Como descrito por Marcuschi, “gênero é uma categoria cultural, um esquema cognitivo, uma forma de ação social, uma estrutura textual, uma forma de organização social, uma ação retórica” (2009, p.149). Percebe-se, diante dessas ideias, a complexidade e a amplitude da questão, pois o entendimento de gênero vai além de uma estrutura textual e envolve o conhecimento, a cultura e a ação na sociedade. O gênero apresenta características peculiares, mas ao mesmo tempo tem um propósito, uma intenção que lhe oferece uma esfera de circulação.

Considero importante ‘esmiuçar’ o conceito de gênero – palavra hiperonímica21 – para compreendê-lo e relacioná-lo ao conceito que segue. No momento em que o autor em questão menciona “uma estrutura textual”, essa expressão tem relação com os gêneros textuais. Marcuschi define-os como

Os textos que encontramos na nossa vida diária e que apresentam padrões sociocomunicativos característicos definidos por composições funcionais, objetivos enunciados e estilos concretamente realizados na integração de forças históricas, sociais, institucionais e técnicas (2009, p.155).
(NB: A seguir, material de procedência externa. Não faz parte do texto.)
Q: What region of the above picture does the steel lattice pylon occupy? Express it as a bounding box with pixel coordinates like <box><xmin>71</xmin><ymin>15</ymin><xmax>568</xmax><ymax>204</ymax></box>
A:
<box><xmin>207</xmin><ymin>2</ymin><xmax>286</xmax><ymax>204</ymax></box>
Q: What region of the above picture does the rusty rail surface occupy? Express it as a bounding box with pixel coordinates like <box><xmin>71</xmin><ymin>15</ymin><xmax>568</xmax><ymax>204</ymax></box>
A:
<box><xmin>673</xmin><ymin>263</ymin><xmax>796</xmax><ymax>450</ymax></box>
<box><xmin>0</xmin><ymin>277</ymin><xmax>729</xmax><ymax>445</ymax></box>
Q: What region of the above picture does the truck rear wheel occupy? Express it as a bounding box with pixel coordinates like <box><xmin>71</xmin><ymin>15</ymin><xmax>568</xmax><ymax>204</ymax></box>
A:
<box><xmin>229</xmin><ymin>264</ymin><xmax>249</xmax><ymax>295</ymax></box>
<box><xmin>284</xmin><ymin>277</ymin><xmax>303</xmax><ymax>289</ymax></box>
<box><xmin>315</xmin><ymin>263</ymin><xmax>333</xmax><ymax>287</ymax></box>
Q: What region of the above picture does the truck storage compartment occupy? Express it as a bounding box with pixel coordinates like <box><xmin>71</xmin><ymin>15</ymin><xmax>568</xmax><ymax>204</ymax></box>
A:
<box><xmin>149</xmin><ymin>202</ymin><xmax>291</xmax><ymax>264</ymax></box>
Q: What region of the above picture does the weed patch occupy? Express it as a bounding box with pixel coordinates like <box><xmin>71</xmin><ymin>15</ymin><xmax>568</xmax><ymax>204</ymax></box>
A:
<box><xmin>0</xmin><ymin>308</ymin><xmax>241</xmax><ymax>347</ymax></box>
Os gêneros textuais apresentam-se em um número elevado, porém não são infinitos. Abaurre, Abaurre e Pontara (2010), se referem aos gêneros textuais como “gêneros discursivos”, citam alguns exemplos, como o conto, a história em quadrinhos, a carta, o bilhete, a receita, o anúncio, o ensaio, o editorial, entre outros. Os mesmos são caracterizados pelos propósitos, pelo contexto sócio-histórico variável, pelas ações, pela dinamicidade; enfim, têm uma identidade. Sua principal função é estabelecer comunicação entre os interlocutores. Existem gêneros textuais que, ao serem apresentados para os sujeitos em aprendizagem, despertam maior interesse, dependendo do grau de dificuldade, de afinidade ou da maturidade dos indivíduos envolvidos na leitura e na escrita desse gênero.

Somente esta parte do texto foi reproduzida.